Here is a complete example taken from the Cosmos EVM’s evmd application:
bApp.SetBlockSTMTxRunner(txnrunner.NewSTMRunner(
    encodingConfig.TxConfig.TxDecoder(),
    nonTransientKeys,
    min(goruntime.GOMAXPROCS(0), goruntime.NumCPU()),
    true,
    func(ms storetypes.MultiStore) string { return sdk.DefaultBondDenom },
))

Parallel Transaction Optimization

Once Block-STM is wired in, you may initially notice that most blocks execute slower than with serial execution. This is due to the overhead of re-executing transactions when any two have conflicting reads or writes. To realize performance gains, you need to reduce storage access conflicts between transactions. Work has already been done within the SDK and Cosmos EVM for common transaction types such as bank sends and EVM gas sends. The following steps describe the additional configuration needed.

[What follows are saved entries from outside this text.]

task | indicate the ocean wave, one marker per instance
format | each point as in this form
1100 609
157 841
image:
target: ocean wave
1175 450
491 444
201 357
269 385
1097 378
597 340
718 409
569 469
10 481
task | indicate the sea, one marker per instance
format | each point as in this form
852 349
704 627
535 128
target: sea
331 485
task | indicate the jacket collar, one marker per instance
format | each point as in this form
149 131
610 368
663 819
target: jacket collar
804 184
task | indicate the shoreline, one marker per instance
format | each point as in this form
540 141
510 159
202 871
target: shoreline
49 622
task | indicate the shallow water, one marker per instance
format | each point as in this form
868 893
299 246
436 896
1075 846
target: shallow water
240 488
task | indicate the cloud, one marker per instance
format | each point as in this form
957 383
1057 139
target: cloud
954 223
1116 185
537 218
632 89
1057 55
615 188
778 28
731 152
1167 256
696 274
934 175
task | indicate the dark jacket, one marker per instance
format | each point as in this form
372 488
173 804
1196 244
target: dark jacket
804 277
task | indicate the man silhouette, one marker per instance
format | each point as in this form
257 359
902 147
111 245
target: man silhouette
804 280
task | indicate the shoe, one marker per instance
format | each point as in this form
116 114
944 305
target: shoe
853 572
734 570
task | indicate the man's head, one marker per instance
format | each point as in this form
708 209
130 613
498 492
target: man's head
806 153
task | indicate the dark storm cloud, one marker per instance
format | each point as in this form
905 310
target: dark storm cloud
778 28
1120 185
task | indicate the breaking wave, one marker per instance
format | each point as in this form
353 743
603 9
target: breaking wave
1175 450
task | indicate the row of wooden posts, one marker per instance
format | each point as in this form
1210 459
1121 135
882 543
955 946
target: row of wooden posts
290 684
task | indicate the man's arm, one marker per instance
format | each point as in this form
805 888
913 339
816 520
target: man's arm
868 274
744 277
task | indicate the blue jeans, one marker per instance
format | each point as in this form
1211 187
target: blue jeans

Disable the Block Gas Meter

The block gas meter is difficult to support when executing transactions in parallel. Disabling it is safe if validators validate the total gas wanted in ProcessProposal, which is the case in the default handler.
bApp.SetDisableBlockGasMeter(true)

Enable Virtual Fee Collection (EVM-specific)

This alters how fee collection works for EVM transactions, accumulating fees to the fee collector module in the EndBlocker instead of using regular sends during transaction execution.
app.EVMKeeper.EnableVirtualFeeCollection()

Set Up the Object Store in the Bank Keeper

This enables the bank keeper to collect fees in the EndBlocker instead of requiring every transaction to send fees directly to the FeeCollector module account.
app.BankKeeper = app.BankKeeper.WithObjStoreKey(oKeys[banktypes.ObjectStoreKey])

Custom Modules

All other changes to parallelize common transactions were done in a way that does not require configuration. For custom transaction types or custom modules, additional changes to KV store access patterns may be required. There is no generalized approach for this yet. The common pattern for functionality that requires access to the same storage key is to write intermediate values to transient or object storage and use an EndBlocker to collect the values after all transaction execution completes.